The Greenstone Door
- Author: William Satchell
- Language: English
- Genre: Bildungsroman
- Set in: New Zealand Wars
- Publication date: 1914
- Text: The Greenstone Door at Wikisource

= The Greenstone Door =

The Greenstone Door is a 1914 novel by William Satchell. It is a Bildungsroman set in colonial Aotearoa, culminating in the invasion of the Waikato. In 1936 it was called "probably the most important in the history of New Zealand fiction".

==Plot==
The book tells the story of Cedric Tregarthen. The son of a pākeha trader, he is orphaned in the sack of Te Kuma pa, and subsequently adopted by Pākehā Māori Purcell under the protection of Māori chief Te Waharoa. He is raised among the Ngāti Maniapoto along with his foster-sister Puhi-Huia, and befriends Rangiora, the son of a local ariki. As a teenager he is sent to Auckland, where he experiences Pākeha society and meets Purcell's business partner, Mr Brompart. He meets Governor George Grey, and falls in love with Helenora, a young member of the Governor's household. He also discovers his parentage as the grandson of an Earl, and learns of his father's betrayal of Helenora's mother.
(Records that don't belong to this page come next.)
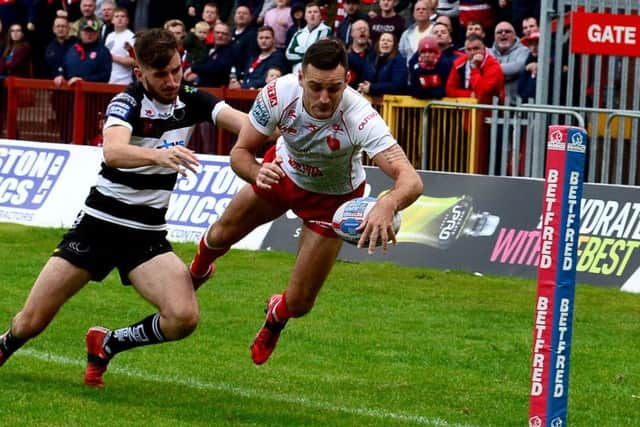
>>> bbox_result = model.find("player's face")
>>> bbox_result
[304,6,322,28]
[298,64,347,120]
[136,51,182,104]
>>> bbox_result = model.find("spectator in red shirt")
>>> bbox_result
[446,34,504,104]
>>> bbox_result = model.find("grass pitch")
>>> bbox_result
[0,224,640,427]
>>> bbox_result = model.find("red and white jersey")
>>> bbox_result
[249,74,396,194]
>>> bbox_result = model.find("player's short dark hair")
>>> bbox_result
[135,28,178,70]
[302,37,348,70]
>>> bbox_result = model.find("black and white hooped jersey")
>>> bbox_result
[84,82,227,231]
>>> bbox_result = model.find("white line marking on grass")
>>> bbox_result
[20,349,474,427]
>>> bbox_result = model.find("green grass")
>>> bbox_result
[0,224,640,427]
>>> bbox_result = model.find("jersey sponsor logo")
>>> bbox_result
[288,157,324,177]
[250,95,270,127]
[67,240,90,255]
[358,111,378,130]
[156,139,187,148]
[0,145,69,210]
[267,81,278,107]
[107,102,131,120]
[280,126,298,135]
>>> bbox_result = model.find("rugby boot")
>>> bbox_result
[251,294,287,365]
[84,326,111,388]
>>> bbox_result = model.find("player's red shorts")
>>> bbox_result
[252,147,366,238]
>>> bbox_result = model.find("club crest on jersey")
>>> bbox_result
[327,135,340,151]
[142,119,154,136]
[267,81,278,107]
[251,95,269,126]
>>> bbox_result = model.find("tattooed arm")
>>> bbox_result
[358,144,422,254]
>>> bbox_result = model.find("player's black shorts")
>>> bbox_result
[53,212,173,285]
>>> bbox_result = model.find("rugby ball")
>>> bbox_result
[332,197,400,246]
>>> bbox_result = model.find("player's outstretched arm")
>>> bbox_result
[230,120,284,189]
[358,144,423,254]
[216,106,248,135]
[102,125,200,175]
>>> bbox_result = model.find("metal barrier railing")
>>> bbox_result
[5,77,640,185]
[3,77,257,154]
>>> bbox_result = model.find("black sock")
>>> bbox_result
[104,313,165,357]
[0,328,27,357]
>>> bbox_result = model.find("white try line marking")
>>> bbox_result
[14,349,474,427]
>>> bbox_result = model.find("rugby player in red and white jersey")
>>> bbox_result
[191,39,422,365]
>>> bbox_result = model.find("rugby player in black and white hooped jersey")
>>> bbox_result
[191,39,423,365]
[0,29,247,387]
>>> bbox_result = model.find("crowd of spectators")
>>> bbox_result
[0,0,540,100]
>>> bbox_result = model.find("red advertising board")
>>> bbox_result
[571,11,640,56]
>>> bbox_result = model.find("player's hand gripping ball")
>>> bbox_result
[332,197,400,246]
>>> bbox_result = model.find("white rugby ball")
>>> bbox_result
[332,197,400,246]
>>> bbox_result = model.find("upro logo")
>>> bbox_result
[0,145,69,209]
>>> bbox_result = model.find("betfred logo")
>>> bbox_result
[0,145,69,210]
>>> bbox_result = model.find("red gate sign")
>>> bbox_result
[571,11,640,56]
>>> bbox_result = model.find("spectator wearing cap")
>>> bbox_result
[347,19,376,89]
[99,0,115,42]
[358,33,407,96]
[336,0,369,46]
[44,16,78,79]
[183,22,234,87]
[231,5,260,78]
[369,0,407,46]
[398,0,434,62]
[53,19,112,86]
[518,31,540,101]
[284,0,307,50]
[105,7,135,84]
[432,22,464,65]
[285,2,332,73]
[264,0,293,51]
[409,36,453,99]
[522,16,540,38]
[70,0,103,36]
[229,25,287,89]
[490,21,529,104]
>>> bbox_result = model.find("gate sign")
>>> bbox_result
[571,11,640,56]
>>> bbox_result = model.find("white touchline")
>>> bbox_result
[20,349,474,427]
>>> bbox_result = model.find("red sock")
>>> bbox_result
[273,291,296,322]
[191,236,230,277]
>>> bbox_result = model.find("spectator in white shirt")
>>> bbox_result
[105,7,135,84]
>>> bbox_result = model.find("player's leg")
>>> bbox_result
[190,185,286,289]
[0,256,90,366]
[85,251,200,387]
[251,224,342,365]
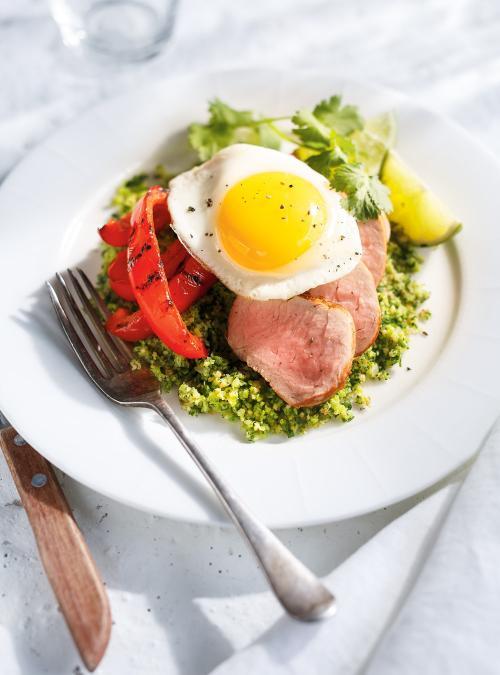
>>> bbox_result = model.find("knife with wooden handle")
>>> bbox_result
[0,419,111,671]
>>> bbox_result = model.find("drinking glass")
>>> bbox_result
[50,0,178,63]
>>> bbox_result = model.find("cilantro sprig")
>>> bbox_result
[188,96,392,220]
[188,98,282,162]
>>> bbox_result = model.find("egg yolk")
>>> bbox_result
[217,172,327,270]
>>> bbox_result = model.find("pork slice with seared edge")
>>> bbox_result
[309,262,380,356]
[227,296,356,408]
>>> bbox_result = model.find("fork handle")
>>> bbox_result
[150,398,335,621]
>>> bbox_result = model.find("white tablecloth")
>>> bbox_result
[0,0,500,675]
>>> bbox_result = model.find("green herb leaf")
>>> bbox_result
[306,146,347,180]
[313,96,364,136]
[331,164,392,220]
[292,110,331,150]
[188,99,281,162]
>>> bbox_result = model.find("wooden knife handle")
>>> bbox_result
[0,427,111,671]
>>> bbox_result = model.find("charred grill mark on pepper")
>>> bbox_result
[136,271,162,291]
[127,242,152,272]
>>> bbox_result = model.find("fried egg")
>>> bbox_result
[168,144,362,300]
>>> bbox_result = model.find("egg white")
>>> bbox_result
[168,143,362,300]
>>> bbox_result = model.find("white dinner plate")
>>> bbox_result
[0,70,500,527]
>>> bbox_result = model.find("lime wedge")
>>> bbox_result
[381,150,462,246]
[351,112,396,176]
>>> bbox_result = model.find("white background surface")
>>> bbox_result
[0,0,500,675]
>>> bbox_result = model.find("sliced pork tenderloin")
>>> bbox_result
[358,213,391,286]
[309,262,380,356]
[227,296,356,408]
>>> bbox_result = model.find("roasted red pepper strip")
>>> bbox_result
[106,307,153,342]
[106,256,217,342]
[98,200,171,246]
[108,239,188,302]
[98,213,131,246]
[168,256,217,312]
[127,187,208,359]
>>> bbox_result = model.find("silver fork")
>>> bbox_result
[47,268,335,621]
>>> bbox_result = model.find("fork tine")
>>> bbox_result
[67,269,130,372]
[46,281,107,381]
[76,267,134,363]
[56,272,115,377]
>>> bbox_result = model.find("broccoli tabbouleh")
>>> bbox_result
[98,167,429,441]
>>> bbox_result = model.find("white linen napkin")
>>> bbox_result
[213,422,500,675]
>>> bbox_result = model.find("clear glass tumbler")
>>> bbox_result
[50,0,178,63]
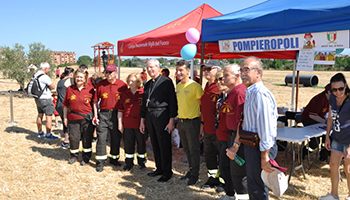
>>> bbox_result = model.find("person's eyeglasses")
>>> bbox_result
[203,67,212,72]
[240,67,258,73]
[216,77,222,81]
[331,87,345,92]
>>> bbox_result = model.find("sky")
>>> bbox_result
[0,0,265,59]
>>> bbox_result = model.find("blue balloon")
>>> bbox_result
[180,44,197,60]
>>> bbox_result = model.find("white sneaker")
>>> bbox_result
[318,193,339,200]
[219,195,236,200]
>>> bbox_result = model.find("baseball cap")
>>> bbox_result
[202,60,220,67]
[106,64,118,72]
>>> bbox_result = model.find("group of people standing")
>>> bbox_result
[35,57,350,200]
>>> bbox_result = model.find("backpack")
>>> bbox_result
[27,74,47,98]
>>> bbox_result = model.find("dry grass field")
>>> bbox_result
[0,65,350,200]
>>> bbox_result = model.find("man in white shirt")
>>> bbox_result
[34,62,57,139]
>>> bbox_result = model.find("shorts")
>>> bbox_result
[331,140,349,153]
[35,99,55,115]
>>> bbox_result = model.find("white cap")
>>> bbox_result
[261,167,288,197]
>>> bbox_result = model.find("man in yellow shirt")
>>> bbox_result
[176,60,203,185]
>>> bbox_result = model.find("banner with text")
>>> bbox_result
[219,30,349,52]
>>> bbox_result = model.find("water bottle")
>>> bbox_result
[235,154,245,166]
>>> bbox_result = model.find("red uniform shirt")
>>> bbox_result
[301,92,329,119]
[52,98,60,116]
[223,84,247,130]
[118,88,143,129]
[94,79,128,110]
[63,85,95,120]
[216,103,229,141]
[88,77,95,88]
[201,83,220,134]
[140,72,147,81]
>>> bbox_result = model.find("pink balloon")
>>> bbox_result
[186,28,200,44]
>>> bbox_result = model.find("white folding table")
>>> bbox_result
[276,124,327,183]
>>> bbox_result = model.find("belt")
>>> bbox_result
[179,117,199,123]
[100,109,116,112]
[147,108,165,112]
[228,130,237,137]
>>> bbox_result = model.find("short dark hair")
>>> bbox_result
[330,73,350,94]
[176,59,191,69]
[79,64,88,69]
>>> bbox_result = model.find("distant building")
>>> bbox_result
[51,51,77,65]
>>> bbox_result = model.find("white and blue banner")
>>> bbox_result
[219,30,349,52]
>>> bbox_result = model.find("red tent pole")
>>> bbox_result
[199,42,205,85]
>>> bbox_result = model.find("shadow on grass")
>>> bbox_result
[118,173,217,200]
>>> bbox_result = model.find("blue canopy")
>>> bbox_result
[201,0,350,42]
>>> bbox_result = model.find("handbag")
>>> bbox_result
[70,110,94,121]
[238,121,260,147]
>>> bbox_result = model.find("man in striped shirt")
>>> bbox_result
[237,57,277,200]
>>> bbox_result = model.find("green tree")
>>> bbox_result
[0,43,52,90]
[27,42,53,69]
[77,56,92,66]
[0,43,30,90]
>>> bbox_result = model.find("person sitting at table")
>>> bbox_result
[301,84,331,161]
[318,73,350,200]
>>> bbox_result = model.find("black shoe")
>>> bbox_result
[68,157,77,165]
[157,175,171,182]
[109,159,122,167]
[215,183,226,194]
[202,177,220,190]
[123,165,132,171]
[187,176,198,185]
[147,171,163,177]
[140,163,146,170]
[80,160,89,166]
[180,171,191,180]
[96,163,103,172]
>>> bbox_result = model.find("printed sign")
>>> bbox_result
[219,35,300,52]
[297,49,315,72]
[219,30,349,52]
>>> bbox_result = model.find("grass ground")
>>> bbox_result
[0,68,350,200]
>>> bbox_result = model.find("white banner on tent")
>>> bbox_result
[219,35,300,52]
[299,30,349,49]
[314,48,336,65]
[297,49,315,72]
[219,30,349,52]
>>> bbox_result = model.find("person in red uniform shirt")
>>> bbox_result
[301,84,331,161]
[63,69,95,165]
[214,71,235,199]
[140,68,147,85]
[220,64,248,198]
[118,73,147,171]
[93,64,127,172]
[201,60,223,192]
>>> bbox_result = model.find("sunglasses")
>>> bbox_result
[331,87,345,92]
[216,77,222,81]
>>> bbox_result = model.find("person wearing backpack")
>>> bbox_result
[34,62,57,139]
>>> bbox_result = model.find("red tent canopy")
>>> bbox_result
[118,4,296,59]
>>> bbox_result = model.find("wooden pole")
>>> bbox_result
[295,71,300,111]
[199,42,205,85]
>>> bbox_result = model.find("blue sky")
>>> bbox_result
[0,0,264,58]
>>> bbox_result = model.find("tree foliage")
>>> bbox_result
[0,43,52,90]
[77,56,92,66]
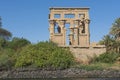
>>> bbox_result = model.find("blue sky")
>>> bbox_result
[0,0,120,43]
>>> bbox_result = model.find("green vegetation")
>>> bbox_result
[15,42,73,69]
[94,52,120,63]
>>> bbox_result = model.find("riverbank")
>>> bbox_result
[0,68,120,78]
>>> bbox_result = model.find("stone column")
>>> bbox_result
[58,20,66,45]
[74,20,79,45]
[49,20,55,41]
[85,19,90,45]
[69,28,74,45]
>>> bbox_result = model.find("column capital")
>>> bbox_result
[59,20,65,25]
[85,19,90,24]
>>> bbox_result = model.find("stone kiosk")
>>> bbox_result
[49,7,106,63]
[49,8,90,47]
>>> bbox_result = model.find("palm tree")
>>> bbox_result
[110,18,120,40]
[0,17,12,40]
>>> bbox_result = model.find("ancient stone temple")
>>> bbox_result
[49,7,90,47]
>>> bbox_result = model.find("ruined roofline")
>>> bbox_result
[49,7,90,10]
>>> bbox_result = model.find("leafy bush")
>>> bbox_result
[94,52,120,63]
[0,49,15,69]
[8,37,30,50]
[15,42,73,69]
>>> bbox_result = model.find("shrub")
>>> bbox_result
[0,48,15,69]
[94,52,120,63]
[15,42,73,69]
[8,37,30,50]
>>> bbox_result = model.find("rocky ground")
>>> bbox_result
[0,68,120,78]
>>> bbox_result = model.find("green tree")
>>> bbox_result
[8,37,31,51]
[0,17,12,40]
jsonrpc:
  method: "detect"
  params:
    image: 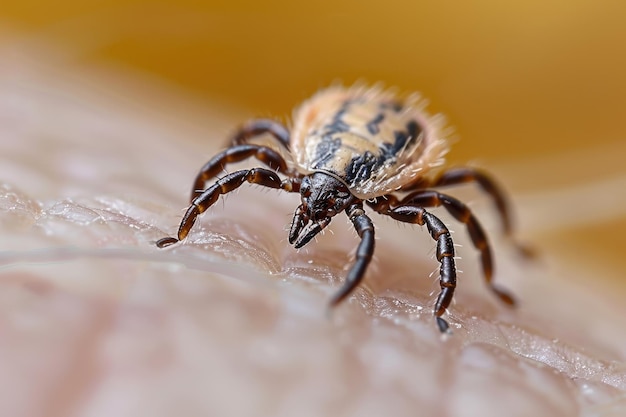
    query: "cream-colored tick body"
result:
[291,87,448,199]
[157,83,514,332]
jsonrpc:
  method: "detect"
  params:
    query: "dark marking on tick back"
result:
[313,134,341,168]
[367,113,385,135]
[345,151,380,185]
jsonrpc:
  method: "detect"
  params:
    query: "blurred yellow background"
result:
[0,0,626,286]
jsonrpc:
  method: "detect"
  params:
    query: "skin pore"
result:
[0,44,626,416]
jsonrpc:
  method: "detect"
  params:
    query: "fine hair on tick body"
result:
[157,86,528,332]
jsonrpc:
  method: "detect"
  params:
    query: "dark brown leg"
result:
[330,202,374,307]
[369,196,456,333]
[373,190,515,305]
[231,119,290,150]
[429,168,513,237]
[190,145,289,201]
[156,168,300,248]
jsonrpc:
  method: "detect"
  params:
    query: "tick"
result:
[157,87,515,332]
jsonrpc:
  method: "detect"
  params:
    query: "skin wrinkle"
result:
[0,49,626,416]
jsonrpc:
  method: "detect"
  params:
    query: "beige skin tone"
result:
[0,46,626,416]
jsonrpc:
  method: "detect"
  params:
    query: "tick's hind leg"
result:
[432,167,534,257]
[156,168,300,248]
[370,196,456,333]
[399,190,515,305]
[190,144,289,201]
[230,119,290,150]
[330,202,374,307]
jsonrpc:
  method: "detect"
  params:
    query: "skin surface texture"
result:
[0,39,626,417]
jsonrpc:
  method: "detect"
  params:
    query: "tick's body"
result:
[157,87,513,331]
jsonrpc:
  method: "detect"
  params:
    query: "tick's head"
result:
[289,172,355,248]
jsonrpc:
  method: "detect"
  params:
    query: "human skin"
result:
[0,49,626,416]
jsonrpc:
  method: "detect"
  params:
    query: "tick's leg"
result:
[398,190,515,305]
[190,144,289,201]
[231,119,290,150]
[330,203,374,307]
[157,168,300,248]
[368,196,456,333]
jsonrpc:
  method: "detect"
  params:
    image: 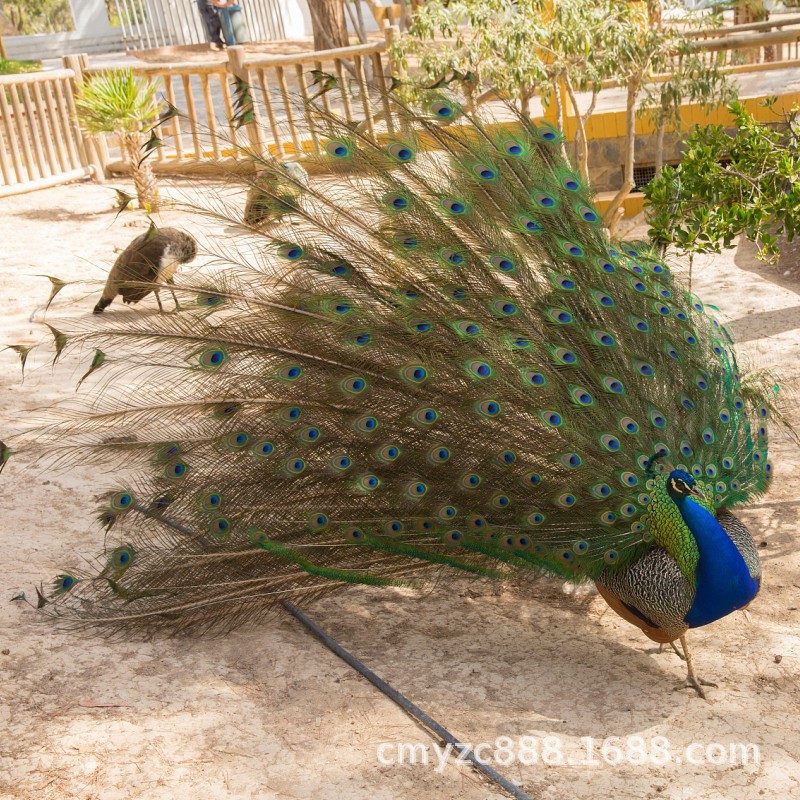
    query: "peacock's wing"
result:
[112,231,165,303]
[29,93,770,625]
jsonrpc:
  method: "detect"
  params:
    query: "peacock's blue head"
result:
[667,469,703,501]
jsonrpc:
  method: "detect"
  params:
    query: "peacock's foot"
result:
[673,635,717,700]
[672,675,719,700]
[645,642,686,661]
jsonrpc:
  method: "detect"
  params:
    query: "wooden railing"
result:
[0,16,800,196]
[0,69,102,197]
[688,15,800,72]
[82,32,392,173]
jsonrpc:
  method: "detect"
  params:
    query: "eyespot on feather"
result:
[386,142,416,164]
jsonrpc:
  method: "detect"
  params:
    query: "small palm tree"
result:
[75,69,161,212]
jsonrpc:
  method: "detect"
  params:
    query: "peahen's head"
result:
[667,469,703,501]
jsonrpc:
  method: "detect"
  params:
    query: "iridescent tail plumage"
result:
[18,87,773,628]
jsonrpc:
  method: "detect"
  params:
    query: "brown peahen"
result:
[7,92,777,694]
[94,222,197,314]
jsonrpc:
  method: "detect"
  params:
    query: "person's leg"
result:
[197,0,223,47]
[230,6,250,44]
[217,8,236,46]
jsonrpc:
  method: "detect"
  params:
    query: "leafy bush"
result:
[0,58,42,75]
[645,97,800,261]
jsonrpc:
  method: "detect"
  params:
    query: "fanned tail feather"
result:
[18,87,773,629]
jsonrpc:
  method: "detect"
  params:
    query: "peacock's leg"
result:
[673,635,717,700]
[669,642,686,661]
[649,642,686,661]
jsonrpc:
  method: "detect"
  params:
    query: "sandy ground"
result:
[0,184,800,800]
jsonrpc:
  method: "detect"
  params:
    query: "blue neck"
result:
[675,497,758,628]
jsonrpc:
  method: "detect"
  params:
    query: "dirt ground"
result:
[0,184,800,800]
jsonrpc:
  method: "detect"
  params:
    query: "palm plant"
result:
[75,69,161,212]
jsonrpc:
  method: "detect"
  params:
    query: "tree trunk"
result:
[603,77,640,228]
[120,133,158,214]
[564,75,598,181]
[308,0,350,50]
[623,78,639,191]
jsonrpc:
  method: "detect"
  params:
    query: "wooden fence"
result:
[0,69,102,197]
[83,37,389,173]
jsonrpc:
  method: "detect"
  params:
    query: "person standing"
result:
[197,0,225,50]
[210,0,250,45]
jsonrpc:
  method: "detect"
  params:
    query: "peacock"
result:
[7,90,779,696]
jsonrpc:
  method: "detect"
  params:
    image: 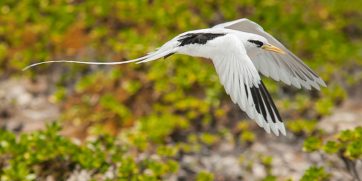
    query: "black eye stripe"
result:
[177,33,225,47]
[248,40,264,47]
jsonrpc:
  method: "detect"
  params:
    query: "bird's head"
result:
[244,35,285,54]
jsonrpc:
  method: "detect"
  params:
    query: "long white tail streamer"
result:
[23,57,145,71]
[23,50,175,71]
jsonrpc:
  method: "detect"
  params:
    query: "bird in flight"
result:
[24,18,326,136]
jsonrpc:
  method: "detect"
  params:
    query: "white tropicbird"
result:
[24,18,326,135]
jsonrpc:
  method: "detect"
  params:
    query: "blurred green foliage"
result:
[300,166,330,181]
[0,0,362,180]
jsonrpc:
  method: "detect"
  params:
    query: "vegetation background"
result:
[0,0,362,180]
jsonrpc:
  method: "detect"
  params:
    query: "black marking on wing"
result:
[163,53,175,59]
[249,81,283,123]
[178,33,225,47]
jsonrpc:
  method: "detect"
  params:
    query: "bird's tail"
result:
[23,44,177,71]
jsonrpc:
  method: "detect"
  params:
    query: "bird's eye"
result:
[248,40,264,48]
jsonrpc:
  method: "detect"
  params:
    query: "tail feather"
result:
[23,51,174,71]
[23,41,177,71]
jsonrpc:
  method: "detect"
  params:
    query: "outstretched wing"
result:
[213,18,326,90]
[212,42,286,135]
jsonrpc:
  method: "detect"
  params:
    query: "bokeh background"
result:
[0,0,362,180]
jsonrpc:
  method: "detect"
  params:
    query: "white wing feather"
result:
[212,39,286,135]
[213,18,326,90]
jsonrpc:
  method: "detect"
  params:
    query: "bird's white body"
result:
[26,19,325,135]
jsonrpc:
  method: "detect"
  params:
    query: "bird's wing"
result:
[213,18,326,89]
[212,47,286,135]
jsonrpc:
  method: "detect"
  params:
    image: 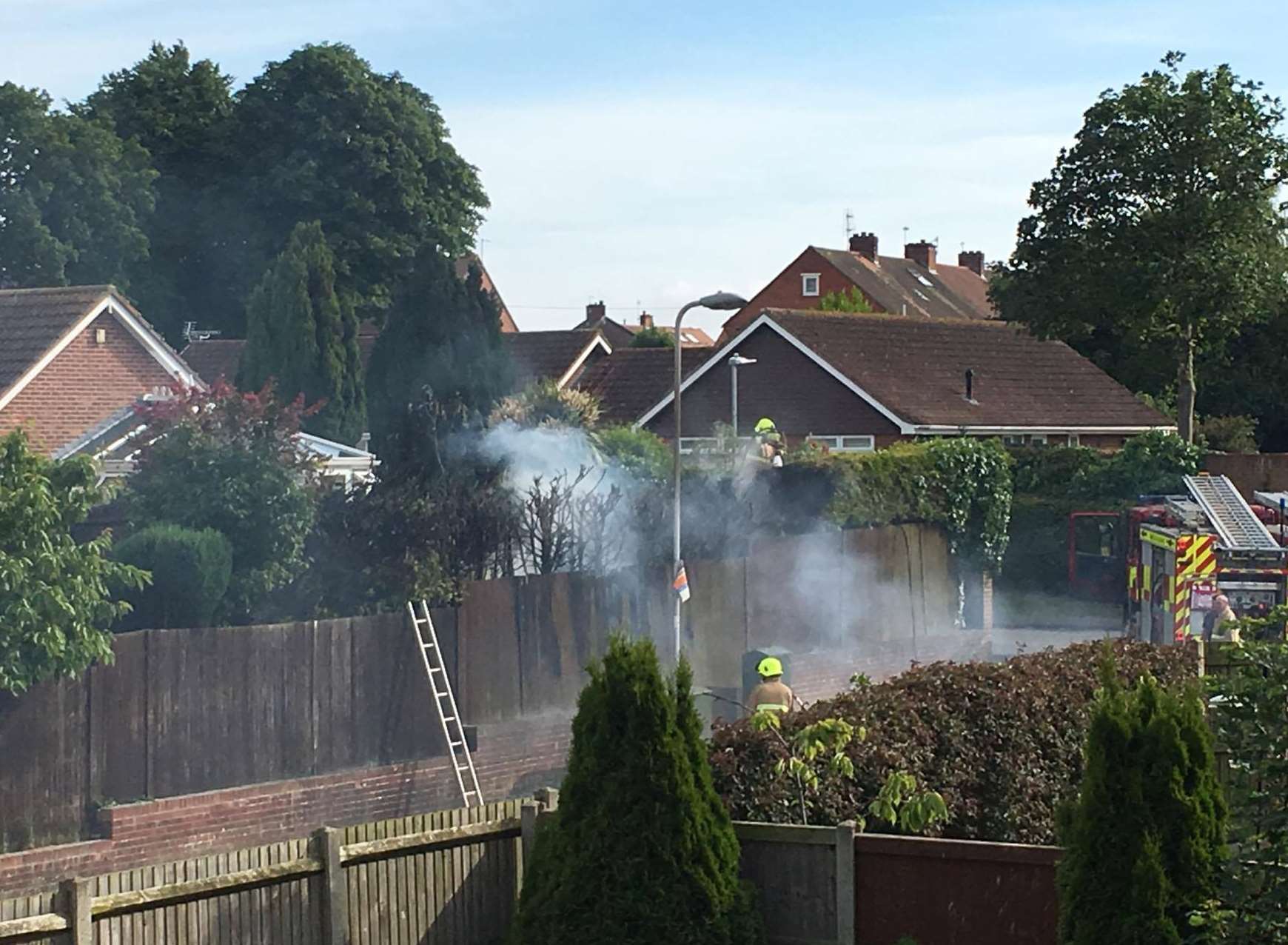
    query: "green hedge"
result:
[112,524,233,630]
[711,641,1196,843]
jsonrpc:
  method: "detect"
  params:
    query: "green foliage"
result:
[592,423,671,481]
[711,641,1196,843]
[1196,634,1288,943]
[801,437,1011,564]
[367,245,513,468]
[989,53,1288,438]
[0,432,147,692]
[510,637,762,945]
[818,285,872,312]
[1056,646,1226,945]
[0,82,156,287]
[488,378,599,430]
[124,384,315,621]
[628,327,675,348]
[237,221,367,444]
[112,524,233,630]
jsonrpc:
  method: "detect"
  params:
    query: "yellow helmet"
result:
[756,656,783,677]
Following Helenora's departure for England and a dispute with the Bromparts, Cedric returns to his foster-father. In the leadup to the Invasion of the Waikato, he attempts to broker peace, but is taken prisoner by the Tohunga Te Atua Mangu, who fears his influence on his foster-father. Escaping after eight months, he is recaptured, and forced to return to the British lines. There he serves General Duncan Cameron as a translator, ultimately witnessing the battle of Ōrākau, in which both Rangiora and Puhi-Huia are killed. His foster-father is then captured and executed for treason by his boyhood enemy, Fred Brompart. Driven mad, Cedric is ultimately nursed back to sanity by Helenora.

==Publication history==
The book was first published in July 1914, and was originally a failure. This is widely attributed to the outbreak of World War I, with the book's strong anti-war themes, as well as the protagonist Purcell renouncing his British citizenship to live with Māori being regarded as "repugnant to British readers in 1914". Over time interest grew, and it was listed among examples of classic New Zealand literature.

The book was reprinted by Whitcombe & Tombs in 1935, and again by Golden Press in 1974, and by Viking in 1988.